Rigoberta Menchú Tum is a Mayan k’iche’ activist born in 1959 in Chimel, a small Mayan community in the highlands of Guatemala. As a young girl, Rigoberta traveled alongside her father, Vincente Menchú, from community to community teaching rural campesinos their rights and encouraging them to organize.
In 1960, ethnic and socioeconomic tensions engrained since colonization spurred a brutal civil war against the Mayan people. The military dictatorship, under the leadership of Efraín Ríos Montt, and rich landowners initiated the bloodshed. By the time a peace agreement was signed in 1996, 450 Mayan villages were destroyed, over 200,000 Guatemalans murdered and 1 million were displaced.
Rigoberta and her family mobilized Guatemalans during the war to denounce government-led mass atrocities. Their activism came at a great cost. At a peaceful protest held at the Spanish Embassy in Guatemala City in 1980, Rigoberta’s father and thirty-seven other campesino activists were murdered in a fire. Not long after, the Guatemalan army tortured and murdered Rigoberta’s brother and mother. At age 21, Rigoberta fled into exile.

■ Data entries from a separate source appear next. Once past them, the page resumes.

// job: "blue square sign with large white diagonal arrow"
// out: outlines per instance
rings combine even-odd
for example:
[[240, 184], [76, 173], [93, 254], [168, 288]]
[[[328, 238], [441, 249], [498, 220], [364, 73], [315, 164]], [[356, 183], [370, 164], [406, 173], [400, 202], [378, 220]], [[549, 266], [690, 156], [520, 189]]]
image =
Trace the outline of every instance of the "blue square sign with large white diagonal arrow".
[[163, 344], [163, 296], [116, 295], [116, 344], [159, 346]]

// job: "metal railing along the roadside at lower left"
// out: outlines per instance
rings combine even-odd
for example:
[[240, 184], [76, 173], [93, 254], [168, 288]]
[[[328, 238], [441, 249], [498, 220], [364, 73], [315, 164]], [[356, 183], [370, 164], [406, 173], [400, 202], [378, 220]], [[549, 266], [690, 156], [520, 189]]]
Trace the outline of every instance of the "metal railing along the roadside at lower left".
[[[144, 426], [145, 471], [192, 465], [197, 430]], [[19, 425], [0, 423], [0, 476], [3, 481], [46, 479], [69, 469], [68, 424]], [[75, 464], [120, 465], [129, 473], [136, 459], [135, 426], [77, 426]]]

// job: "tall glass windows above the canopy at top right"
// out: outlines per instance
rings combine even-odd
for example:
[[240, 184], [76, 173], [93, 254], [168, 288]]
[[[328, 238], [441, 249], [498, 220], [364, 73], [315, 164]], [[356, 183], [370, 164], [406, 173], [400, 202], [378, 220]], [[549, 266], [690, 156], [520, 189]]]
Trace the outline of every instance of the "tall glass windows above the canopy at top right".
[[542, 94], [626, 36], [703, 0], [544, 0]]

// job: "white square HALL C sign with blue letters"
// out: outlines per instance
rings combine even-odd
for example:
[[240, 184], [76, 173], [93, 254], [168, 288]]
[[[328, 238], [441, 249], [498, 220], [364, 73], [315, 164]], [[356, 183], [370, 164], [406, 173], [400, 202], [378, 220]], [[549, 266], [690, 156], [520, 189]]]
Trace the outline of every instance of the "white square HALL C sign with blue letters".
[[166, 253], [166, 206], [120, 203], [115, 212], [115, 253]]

Rigoberta spoke publicly about the plight of the Mayan people in Guatemala while in exile. In 1983 she published I, Rigoberta Menchú and catapulted the civil war into global headlines. She received the Nobel Peace Prize in 1992 in recognition of her work for social justice and ethno-cultural reconciliation based on respect for the rights of indigenous peoples. After receiving the prize Rigoberta returned to Guatemala and established the Rigoberta Menchú Tum Foundation (FRMT) to support Mayan communities and survivors of the genocide as they seek justice. Rigoberta and the Foundation have been key in advocating for justice in several high profile cases in Guatemala, including the trial against former dictator Efrain Ríos Montt in May 2013, the Spanish Embassy massacre in January 2015, and the case of 14 survivors of sexual violence in Sepur Zarco in February 2016.
Rigoberta ran for President of Guatemala in 2007 and 2011 under the banner of WINAQ, the first indigenous-led political party founded by herself. In 2013 the Autonomous National University of Mexico (UNAM) appointed her as a Special Investigator within its Multicultural Nation Program. She continues to seek justice for all Mayan people impacted by the genocide.